What else could you buy for $450m instead of da Vinci’s painting? We’ve taken a look…

A 500-year-old Leonardo da Vinci painting of Jesus has just sold at Christie’s in New York for a world record $450m (or £341m in real money).


The highest price ever paid for a work of art was sold almost 500 years after da Vinci died so he’ll be annoyed to have just missed out on the financial windfall. Although to be fair to the old master, the same painting sold for £45 in 1958 so you can forgive him for forgetting all about it.


The mysterious bidder won the piece via telephone so we don’t know any illuminating biographical info which might help us to understand why (and even how) they were able to part with almost half a billion dollars for a painting. What we at PrettyGreen can do is speculate on what else they could splash half a bil’ on:


1.     One and a half million Nintendo Switch consoles

This week the Switch was crowned Pocket Lint’s Gadget of the Year so what better way to celebrate than to buy every single 80-84-year-old in the UK a console with Mario Kart 8 Deluxe?

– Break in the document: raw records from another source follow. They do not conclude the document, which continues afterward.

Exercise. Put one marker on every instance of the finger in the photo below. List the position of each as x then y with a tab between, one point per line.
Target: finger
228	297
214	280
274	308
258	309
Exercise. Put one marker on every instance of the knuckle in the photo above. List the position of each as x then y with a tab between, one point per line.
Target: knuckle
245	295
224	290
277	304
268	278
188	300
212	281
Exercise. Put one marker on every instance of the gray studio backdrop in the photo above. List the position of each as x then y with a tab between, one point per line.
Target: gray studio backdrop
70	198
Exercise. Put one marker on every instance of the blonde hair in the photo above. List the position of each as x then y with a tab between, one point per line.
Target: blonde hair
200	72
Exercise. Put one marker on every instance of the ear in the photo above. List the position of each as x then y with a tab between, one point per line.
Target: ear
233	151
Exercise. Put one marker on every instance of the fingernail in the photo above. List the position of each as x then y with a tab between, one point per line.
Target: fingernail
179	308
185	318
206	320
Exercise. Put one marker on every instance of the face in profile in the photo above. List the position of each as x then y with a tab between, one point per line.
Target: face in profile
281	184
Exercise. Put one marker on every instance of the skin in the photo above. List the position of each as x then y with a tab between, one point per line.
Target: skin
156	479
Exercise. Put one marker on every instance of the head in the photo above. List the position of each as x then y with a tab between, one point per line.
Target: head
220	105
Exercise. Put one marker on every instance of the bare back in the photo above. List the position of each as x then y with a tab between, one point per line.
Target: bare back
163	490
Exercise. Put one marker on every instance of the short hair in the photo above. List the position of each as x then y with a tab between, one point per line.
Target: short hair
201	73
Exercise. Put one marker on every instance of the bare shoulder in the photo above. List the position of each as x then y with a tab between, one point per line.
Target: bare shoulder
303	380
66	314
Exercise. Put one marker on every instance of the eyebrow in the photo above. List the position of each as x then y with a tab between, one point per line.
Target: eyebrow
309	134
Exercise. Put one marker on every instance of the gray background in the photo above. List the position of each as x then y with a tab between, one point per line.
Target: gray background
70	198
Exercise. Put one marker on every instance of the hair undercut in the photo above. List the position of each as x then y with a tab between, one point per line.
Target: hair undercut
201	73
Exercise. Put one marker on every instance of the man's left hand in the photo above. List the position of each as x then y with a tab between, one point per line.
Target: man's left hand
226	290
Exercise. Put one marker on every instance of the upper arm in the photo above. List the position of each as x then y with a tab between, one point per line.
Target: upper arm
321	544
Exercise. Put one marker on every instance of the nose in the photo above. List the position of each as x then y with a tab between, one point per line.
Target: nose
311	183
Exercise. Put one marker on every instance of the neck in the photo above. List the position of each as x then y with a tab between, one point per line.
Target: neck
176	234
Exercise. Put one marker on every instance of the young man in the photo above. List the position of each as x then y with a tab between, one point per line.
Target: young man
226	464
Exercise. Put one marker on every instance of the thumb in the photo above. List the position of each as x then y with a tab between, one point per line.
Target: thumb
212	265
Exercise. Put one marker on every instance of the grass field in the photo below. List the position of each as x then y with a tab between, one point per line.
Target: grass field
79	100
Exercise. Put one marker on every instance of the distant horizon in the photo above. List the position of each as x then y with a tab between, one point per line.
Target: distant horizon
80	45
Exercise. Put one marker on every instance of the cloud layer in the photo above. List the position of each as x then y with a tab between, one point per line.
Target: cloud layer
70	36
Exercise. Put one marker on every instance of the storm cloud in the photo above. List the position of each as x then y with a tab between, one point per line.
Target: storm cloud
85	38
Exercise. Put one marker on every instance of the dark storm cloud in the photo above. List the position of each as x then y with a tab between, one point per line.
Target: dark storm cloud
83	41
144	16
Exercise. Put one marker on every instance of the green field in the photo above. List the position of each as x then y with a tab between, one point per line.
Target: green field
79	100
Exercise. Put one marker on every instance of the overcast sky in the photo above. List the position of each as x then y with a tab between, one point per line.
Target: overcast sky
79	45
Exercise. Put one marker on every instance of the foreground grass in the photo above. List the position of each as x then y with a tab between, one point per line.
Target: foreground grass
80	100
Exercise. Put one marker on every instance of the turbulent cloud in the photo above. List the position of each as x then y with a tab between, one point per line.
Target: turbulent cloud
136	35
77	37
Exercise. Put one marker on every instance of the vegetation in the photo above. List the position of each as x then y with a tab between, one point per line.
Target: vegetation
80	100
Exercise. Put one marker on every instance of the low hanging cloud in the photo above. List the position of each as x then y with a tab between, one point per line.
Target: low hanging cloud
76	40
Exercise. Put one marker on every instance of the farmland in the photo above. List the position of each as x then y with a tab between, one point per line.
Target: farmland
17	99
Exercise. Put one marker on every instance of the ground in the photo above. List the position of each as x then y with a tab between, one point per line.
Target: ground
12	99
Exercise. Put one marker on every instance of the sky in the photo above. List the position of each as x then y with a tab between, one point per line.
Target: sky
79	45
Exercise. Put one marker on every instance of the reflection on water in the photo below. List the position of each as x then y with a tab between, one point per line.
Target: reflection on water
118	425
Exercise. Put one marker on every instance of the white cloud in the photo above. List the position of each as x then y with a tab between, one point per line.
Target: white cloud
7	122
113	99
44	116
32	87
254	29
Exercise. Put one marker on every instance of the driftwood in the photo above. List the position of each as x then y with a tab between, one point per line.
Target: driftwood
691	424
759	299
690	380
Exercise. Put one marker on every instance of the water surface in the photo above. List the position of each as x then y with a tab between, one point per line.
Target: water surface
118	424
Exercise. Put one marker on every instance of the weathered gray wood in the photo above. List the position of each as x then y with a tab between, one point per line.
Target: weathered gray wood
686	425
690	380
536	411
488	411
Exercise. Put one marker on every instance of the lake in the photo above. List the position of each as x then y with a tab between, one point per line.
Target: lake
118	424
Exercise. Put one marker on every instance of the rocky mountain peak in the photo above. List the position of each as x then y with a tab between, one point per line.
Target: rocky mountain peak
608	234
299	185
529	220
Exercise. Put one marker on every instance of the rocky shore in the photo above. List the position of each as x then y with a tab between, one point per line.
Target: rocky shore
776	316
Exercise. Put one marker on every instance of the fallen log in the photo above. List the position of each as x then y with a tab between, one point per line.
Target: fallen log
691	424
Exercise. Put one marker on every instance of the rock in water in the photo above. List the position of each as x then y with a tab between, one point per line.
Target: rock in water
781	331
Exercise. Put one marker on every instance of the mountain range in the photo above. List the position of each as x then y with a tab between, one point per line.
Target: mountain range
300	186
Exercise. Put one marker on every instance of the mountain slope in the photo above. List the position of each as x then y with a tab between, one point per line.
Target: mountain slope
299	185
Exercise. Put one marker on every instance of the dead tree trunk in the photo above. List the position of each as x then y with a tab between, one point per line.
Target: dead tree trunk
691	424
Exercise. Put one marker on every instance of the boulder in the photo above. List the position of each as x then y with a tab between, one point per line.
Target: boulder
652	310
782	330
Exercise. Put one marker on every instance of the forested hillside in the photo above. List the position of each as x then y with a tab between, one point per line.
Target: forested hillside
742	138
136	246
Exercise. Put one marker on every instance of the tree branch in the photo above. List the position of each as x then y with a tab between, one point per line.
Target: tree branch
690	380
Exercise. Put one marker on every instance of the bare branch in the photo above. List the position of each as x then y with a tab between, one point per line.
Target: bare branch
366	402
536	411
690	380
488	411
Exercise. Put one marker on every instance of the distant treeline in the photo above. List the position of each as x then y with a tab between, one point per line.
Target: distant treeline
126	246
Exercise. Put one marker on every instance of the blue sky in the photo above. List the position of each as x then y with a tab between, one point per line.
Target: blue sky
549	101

2.     89% of Newcastle United

If you can find someone else to borrow £39m from you could wrestle control of the Magpies from the hands of Mike Ashley and walk the streets of Newcastle as a hero for all eternity (as long as you give Rafa some spending money because Joselu is not the man to bring the glory back to the toon)


3.     Two Boeing 787 Dreamliners

What’s better than one new luxury airliner? Two luxury airliners. That means you will have as many as the whole of Belgium. And we always like to compete with our Flemish cousins.

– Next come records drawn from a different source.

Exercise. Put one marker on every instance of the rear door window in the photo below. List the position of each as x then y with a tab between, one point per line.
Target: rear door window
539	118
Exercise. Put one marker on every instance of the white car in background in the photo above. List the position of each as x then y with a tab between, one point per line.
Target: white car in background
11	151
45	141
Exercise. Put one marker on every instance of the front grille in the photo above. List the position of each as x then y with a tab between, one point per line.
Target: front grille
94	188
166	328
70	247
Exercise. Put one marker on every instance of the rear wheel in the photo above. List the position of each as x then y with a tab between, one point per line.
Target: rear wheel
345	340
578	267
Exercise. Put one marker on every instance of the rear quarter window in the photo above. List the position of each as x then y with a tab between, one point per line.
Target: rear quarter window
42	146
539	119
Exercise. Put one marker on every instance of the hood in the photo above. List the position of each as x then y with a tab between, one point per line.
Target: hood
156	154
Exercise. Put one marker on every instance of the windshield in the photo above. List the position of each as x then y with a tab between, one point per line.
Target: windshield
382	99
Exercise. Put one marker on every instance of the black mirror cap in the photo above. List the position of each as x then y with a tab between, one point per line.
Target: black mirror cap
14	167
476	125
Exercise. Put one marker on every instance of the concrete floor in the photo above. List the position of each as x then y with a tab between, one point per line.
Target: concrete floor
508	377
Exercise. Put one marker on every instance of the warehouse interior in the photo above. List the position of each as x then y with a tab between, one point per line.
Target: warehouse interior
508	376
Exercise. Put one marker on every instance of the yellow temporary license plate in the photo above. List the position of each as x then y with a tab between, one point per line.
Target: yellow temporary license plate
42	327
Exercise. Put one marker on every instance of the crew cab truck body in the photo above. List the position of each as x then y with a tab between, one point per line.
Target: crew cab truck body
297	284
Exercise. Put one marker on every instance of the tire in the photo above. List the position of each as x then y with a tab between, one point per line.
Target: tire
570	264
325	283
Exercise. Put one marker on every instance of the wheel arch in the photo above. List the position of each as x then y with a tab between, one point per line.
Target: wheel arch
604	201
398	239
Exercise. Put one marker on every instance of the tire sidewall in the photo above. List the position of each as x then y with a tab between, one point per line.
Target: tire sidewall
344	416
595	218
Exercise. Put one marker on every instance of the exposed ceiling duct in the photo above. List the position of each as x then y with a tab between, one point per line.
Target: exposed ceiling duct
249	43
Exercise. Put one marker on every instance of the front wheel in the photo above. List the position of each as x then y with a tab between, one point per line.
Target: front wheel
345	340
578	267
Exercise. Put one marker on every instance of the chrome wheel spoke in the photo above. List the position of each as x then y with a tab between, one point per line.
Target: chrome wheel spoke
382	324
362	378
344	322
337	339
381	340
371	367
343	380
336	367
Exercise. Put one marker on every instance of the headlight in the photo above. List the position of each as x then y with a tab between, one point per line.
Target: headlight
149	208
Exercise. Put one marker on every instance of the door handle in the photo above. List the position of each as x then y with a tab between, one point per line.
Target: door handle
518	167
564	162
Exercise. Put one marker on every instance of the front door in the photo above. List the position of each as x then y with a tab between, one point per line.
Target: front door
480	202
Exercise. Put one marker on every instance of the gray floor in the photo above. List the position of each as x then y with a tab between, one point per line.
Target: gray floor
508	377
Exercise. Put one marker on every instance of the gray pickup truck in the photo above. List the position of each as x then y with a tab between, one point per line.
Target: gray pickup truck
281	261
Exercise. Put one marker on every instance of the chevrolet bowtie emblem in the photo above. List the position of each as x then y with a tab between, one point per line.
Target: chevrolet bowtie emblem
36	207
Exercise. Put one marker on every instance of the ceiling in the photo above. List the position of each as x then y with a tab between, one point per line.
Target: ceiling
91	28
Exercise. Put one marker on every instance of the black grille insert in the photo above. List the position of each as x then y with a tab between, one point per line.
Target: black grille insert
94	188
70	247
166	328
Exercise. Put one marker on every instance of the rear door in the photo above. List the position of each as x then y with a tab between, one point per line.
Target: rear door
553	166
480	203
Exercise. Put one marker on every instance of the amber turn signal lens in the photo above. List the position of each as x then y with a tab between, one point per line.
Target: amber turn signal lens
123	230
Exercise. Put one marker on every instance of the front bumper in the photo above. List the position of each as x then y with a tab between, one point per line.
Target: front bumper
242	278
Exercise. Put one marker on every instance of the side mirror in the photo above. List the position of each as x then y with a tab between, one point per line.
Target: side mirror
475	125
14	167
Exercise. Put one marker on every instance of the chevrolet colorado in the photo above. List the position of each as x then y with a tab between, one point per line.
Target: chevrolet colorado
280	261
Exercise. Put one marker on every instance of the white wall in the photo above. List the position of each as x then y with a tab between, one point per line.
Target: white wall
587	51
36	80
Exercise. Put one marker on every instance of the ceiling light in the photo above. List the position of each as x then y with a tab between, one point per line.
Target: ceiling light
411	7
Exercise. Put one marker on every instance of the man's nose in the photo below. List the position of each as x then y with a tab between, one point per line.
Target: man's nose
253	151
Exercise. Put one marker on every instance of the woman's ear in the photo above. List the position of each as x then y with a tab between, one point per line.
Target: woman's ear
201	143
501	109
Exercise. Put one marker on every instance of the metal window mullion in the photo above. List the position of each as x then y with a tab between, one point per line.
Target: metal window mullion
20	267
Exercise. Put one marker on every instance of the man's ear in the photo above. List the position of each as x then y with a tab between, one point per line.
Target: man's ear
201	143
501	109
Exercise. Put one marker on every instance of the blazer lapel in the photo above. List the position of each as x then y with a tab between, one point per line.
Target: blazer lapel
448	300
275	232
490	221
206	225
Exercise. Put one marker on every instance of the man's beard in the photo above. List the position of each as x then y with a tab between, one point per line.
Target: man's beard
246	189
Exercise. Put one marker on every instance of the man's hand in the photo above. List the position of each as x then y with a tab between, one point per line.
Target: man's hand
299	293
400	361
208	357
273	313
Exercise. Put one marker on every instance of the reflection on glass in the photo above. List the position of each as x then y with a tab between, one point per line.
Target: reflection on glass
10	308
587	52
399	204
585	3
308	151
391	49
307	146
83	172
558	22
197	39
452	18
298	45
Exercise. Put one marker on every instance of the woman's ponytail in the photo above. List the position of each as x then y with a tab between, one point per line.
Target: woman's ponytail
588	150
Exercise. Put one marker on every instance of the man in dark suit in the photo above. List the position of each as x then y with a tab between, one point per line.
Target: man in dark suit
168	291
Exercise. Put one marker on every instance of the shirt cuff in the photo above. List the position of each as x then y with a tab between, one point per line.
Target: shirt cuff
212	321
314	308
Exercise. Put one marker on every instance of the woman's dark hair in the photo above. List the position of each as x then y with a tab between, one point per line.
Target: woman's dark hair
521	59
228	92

4.     All 5 original members of Take That

Combine Robbie’s net worth of about $200m with Barlow’s bank balance of around £100m then add Donald, Orange and Owen to the mix and hey presto! You’ve got yourself five lovely lads who you could ask to try and replicate famous paintings. Or perform ‘Relight My Fire’ – the choice is yours!

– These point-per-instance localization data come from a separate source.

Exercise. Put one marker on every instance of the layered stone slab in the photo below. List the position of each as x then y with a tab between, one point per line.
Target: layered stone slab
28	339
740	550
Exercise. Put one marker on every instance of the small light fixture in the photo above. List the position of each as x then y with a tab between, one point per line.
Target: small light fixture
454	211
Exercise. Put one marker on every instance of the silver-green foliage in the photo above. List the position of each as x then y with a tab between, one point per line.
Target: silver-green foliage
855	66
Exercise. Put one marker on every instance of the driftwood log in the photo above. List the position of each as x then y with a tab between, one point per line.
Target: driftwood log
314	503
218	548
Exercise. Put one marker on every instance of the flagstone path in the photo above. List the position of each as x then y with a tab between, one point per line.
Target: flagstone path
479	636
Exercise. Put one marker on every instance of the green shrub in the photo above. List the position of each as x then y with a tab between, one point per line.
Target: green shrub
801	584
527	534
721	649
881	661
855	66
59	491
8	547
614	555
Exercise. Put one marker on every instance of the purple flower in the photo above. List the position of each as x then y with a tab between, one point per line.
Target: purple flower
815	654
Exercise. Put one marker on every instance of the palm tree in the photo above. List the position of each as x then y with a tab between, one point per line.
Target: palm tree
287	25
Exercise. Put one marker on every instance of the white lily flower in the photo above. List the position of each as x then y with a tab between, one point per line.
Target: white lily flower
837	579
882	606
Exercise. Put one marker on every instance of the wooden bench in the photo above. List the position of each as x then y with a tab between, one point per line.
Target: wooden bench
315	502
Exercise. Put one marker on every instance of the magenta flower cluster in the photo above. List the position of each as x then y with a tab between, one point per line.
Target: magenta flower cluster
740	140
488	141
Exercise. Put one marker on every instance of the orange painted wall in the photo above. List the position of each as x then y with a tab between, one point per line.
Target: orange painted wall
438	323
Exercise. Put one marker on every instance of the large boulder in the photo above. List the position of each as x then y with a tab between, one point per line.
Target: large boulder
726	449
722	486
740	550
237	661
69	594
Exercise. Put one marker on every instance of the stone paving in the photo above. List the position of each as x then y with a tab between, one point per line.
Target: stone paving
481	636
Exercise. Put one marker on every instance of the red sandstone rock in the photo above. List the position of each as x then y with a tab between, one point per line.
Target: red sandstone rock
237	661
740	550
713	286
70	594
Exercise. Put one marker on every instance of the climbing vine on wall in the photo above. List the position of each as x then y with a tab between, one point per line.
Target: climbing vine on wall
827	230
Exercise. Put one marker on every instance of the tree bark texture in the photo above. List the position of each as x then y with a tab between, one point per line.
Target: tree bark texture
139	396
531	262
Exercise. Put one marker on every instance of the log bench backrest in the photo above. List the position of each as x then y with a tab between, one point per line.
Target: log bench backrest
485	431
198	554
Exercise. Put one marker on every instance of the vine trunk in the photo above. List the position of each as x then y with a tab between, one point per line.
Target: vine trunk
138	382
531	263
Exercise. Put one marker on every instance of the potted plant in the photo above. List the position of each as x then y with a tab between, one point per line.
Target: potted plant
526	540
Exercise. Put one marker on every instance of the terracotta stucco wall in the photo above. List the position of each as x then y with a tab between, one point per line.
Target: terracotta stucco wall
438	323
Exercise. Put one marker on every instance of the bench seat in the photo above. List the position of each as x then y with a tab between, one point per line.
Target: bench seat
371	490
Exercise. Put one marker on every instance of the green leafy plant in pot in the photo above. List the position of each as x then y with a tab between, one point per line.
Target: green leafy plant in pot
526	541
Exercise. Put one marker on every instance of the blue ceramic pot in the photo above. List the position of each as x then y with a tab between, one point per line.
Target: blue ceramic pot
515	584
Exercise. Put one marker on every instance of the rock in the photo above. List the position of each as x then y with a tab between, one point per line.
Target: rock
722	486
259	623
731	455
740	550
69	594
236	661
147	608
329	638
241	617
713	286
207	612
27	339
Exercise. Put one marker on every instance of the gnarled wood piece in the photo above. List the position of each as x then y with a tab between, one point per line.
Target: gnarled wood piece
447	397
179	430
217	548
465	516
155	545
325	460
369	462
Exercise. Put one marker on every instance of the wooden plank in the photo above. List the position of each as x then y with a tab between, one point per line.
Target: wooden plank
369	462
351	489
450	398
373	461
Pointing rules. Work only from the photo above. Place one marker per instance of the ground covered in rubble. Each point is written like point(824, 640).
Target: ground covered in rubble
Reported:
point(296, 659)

5.     311,415,525 Nando’s chicken wings

It’s nearing the end of the week, you’re filthy rich and the team are hungry. Come on gang – let’s grab a Nando’s! You recite your order and watch as the cashier taking your order trembles in fear. A single tear rolls down the cheek of the griller. The wings take a continuous 84 and a half years to cook. You realise you ordered the wrong spice as you leave the restaurant.